No entanto, o PT lançou contra ela uma verdadeira
guerra de extermínio. Ocorreu-me que, como politicamente isto beirava a
irracionalidade, deveria estar pesando muito nesta decisão o desespero daqueles
que haviam transformado a militância em profissão e modo de vida.
E é aí que mora o perigo. O desespero dessa gente
deve ser maior ainda agora, a ponto de já haver registros de enfrentamentos nas
ruas com contingentes pró-impeachment. A intimidação talvez se constitua na sua
derradeira cartada. E eu temo que domingo sejam abertas as portas do inferno.
Exorto a esquerda movida pelos ideais (e não por
interesses) a ficar fora dessa temerária aventura.
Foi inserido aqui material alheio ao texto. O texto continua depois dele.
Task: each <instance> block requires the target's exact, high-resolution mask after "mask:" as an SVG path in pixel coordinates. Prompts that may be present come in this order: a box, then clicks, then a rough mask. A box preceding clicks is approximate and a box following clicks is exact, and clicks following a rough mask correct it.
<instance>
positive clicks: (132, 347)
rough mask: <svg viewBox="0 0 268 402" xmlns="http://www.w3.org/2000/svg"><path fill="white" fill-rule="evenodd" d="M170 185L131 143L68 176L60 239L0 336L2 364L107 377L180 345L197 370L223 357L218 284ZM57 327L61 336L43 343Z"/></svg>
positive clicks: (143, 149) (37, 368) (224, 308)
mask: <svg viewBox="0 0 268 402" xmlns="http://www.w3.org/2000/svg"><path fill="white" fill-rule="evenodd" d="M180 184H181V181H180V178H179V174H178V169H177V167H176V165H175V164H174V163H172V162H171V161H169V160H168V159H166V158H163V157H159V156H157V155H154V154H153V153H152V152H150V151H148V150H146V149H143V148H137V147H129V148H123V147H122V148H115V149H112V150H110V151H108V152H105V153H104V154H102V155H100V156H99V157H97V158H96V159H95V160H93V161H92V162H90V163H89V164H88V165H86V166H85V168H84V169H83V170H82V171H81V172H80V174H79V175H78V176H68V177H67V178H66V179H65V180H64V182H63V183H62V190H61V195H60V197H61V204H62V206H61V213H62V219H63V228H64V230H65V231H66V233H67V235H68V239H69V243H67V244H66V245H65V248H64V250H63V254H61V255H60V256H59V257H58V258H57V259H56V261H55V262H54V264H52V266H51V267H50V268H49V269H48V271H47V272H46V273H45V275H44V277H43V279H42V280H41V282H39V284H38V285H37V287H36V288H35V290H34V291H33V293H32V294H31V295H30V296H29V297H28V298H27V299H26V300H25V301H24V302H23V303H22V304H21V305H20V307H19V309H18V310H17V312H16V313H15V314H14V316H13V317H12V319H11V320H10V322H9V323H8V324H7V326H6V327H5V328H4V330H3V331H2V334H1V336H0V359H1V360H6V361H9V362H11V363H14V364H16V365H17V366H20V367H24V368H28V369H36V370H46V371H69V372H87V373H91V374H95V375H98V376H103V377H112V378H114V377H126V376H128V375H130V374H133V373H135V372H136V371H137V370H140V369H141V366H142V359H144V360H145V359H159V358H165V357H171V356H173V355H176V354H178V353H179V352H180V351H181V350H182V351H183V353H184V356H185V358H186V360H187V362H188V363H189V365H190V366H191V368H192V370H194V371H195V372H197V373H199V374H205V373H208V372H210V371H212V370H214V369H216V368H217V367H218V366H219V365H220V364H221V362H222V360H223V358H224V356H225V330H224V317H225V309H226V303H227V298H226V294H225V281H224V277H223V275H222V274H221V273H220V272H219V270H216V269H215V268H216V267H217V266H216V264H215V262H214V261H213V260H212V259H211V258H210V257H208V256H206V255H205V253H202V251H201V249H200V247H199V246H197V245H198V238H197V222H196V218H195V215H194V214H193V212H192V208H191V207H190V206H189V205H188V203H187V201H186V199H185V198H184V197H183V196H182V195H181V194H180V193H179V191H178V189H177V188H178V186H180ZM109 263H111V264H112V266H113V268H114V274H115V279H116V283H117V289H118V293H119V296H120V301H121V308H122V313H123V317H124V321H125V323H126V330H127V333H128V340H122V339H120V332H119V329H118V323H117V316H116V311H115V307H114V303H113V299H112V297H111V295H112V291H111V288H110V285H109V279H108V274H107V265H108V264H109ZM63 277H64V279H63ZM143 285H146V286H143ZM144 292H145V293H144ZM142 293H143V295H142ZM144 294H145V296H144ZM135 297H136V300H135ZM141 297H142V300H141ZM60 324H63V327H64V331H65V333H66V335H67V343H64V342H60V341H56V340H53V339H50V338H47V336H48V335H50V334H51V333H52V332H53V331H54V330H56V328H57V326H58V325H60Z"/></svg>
A refletir sobre se vale a pena irmos tão longe
para tentarmos salvar um governo desacreditado e que abandonou pelo caminho
suas bandeiras de transformação da sociedade, hoje nada mais significando em
termos revolucionários.
E se, num momento em que nossas forças são
nitidamente inferiores, compensa travarmos batalhas que poderão pôr a pique uma
democracia que, embora imperfeita, sempre será melhor do que outra ditadura. Da
última vez, perdemos muito dos melhores cidadãos que este país já produziu e
penamos 21 anos para nos livrarmos do arbítrio. Não podemos repetir os mesmos
erros!
Quem tem verdadeiro compromisso com a causa dos
explorados deve pressionar para que não sejam marcadas manifestações em rota de
colisão com as da direita, nem buscados confrontos que alimentarão uma espiral
de violência cujo resultado previsível é a saída dos quartéis dos efetivos mais
treinados e melhor equipados para exercer a violência.